As for the written instructions the Congregation for Bishops
prepared for Archbishop Vigano in 2011 when he was to begin his service as
nuncio to the United States, “they say nothing at all about
McCarrick.” However, the cardinal added, “I told you verbally of the
situation of the bishop emeritus who was to observe certain conditions and
restrictions because of rumors about his behavior in the past.”

Cardinal McCarrick “was strongly exhorted not to travel
and not to appear in public so as not to provoke further rumors,” Cardinal
Ouellet said, but “it is false to present these measures taken in his
regard as ‘sanctions’ decreed by Pope Benedict XVI and annulled by Pope
Francis. After re-examining the archives, I certify that there are no such
documents signed by either pope.”

And, unlike what Archbishop Vigano claimed, there are no
documents from Cardinal Ouellet’s predecessor, Cardinal Giovanni Battista Re,
saying that then-Cardinal McCarrick was ordered to live a life of withdrawal
and silence under the threat of canonical penalties.

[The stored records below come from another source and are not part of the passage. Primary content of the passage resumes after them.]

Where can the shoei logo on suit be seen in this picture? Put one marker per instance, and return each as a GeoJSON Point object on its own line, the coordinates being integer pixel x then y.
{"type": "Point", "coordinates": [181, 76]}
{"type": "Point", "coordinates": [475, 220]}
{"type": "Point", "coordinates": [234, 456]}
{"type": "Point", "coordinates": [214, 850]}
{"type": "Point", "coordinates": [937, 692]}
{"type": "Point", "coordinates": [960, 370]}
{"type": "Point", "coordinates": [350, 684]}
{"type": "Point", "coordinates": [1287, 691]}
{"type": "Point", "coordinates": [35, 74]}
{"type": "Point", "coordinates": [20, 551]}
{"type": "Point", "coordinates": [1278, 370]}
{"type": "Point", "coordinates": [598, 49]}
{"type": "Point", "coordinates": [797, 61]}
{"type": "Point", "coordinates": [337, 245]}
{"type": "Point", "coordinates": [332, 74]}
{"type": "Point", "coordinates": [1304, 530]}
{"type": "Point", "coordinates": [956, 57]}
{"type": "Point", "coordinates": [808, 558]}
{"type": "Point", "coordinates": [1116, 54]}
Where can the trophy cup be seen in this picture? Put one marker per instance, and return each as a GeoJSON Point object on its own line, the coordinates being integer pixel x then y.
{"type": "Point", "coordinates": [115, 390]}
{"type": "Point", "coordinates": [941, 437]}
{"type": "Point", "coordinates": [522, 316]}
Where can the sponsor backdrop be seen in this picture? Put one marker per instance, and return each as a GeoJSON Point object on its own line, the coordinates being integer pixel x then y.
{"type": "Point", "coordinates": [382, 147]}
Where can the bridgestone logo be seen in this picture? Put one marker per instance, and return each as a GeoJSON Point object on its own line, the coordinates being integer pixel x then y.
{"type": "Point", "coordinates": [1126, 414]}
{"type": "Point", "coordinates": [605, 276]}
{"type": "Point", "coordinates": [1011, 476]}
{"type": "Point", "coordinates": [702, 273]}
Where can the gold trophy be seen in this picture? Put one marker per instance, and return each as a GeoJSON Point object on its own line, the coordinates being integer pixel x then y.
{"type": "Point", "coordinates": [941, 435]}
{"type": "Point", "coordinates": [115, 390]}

The reason such measures were not taken then and were only taken
in June by Pope Francis, Cardinal Ouellet said, was because there was not
“sufficient proof of his presumed guilt.”

“His case would have been the object of new
disciplinary measures if the nunciature in Washington or any other source would
have furnished us with recent and decisive information about his
behavior,” the cardinal told the former nuncio.